Part 2: Entry, Preference, and Exclusion
3
Strategic Preferences
(1) The Secretary of State shall establish a tiered points system for entry and settlement.
(2) Tier 1 Preference applies to citizens of the United States, Canada, Australia, New Zealand,
and Commonwealth realms sharing the Monarch.
(3) Tier 1 Preference includes accelerated processing, credential recognition, and higher quota
allocation.
(4) Nothing in this section shall create welfare portability.
3A
Hostile State Filter
(1) The National Security Council shall publish at least annually a list of adversarial regimes.

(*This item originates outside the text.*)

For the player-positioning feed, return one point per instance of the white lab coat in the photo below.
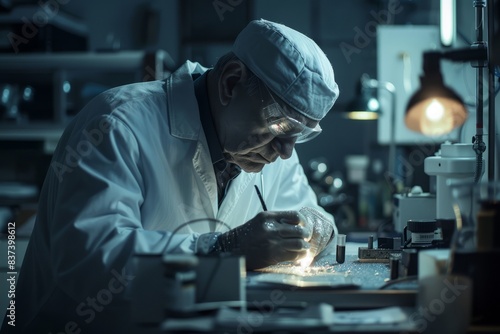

(2) Applicants connected to such regimes are subject to enhanced vetting and a presumption of
refusal.
4
The Sovereign Exception
(1) The Secretary of State may grant entry or leave outside the rules where satisfied the person
is of critical strategic value.
(2) Decisions under this section shall not be questioned as to their merits.
(3) Review is limited to jurisdictional error.
Part 2A: Asylum and Temporary Protection
5
Asylum is Temporary Protection
(1) Asylum is temporary protection and not a pathway to settlement.
(2) Grants shall be reviewed every 24 months.
6
Offshore Processing Mandate
(1) It shall be unlawful to grant asylum to any person who enters the UK via irregular means
from a safe country.
(2) Such persons shall be removed to an Overseas Processing Territory within 14 days.
(3) A specialist Asylum Tribunal shall issue a final decision within 90 days.
(4) Appeals are limited to a single review on points of law.
Part 3: Enforcement, Removal, and Pull-Factor Controls
7
Mandatory Detention Standard
(1) All irregular arrivals shall be detained pending processing and removal.
(2) Detention capacity shall be maintained at a minimum level equal to the rolling 12-month
average of irregular arrivals multiplied by 1.25.
8
Statutory Removal Targets
(1) The Home Office has a duty to remove not less than 90% of finally refused asylum claimants
within 6 months.
(2) Failure triggers automatic leadership review and an operational plan to Parliament.
9
Digital Status Verification
(1) Employers, landlords, letting agents, and banks shall verify status via the Digital Status
API.
(2) Failure to verify carries a civil penalty of £10,000 per breach.
(3) A compliant verification creates safe-harbour.
Part 4: NGOs, Foreign Funding, and Accountability
10
Prohibition on Facilitation and Obstruction
(1) It is an offence to facilitate unlawful entry, knowingly harbour for evasion, or obstruct
enforcement operations.
(2) Conviction results in revocation of charitable status where applicable and confiscation of
offence-linked assets.
10A
Foreign Funding Prohibition and Disclosure
(1) Organisations engaged in migration advocacy or asylum operations may not receive foreign
state, foundation, or religious authority funding.
(2) Quarterly disclosure is mandatory.
11
State Capacity Reporting
(1) The Secretary of State shall publish an annual Border Enforcement Report.
Part 5: Final Provisions
12
Commencement and Transition
(1) This Act comes into force upon Royal Assent, subject to transitional implementation of the
Digital Status Verification system within 6 months.
13
Short Title
This Act may be cited as the Sovereign Borders and Nationality Reconstitution Act 2026.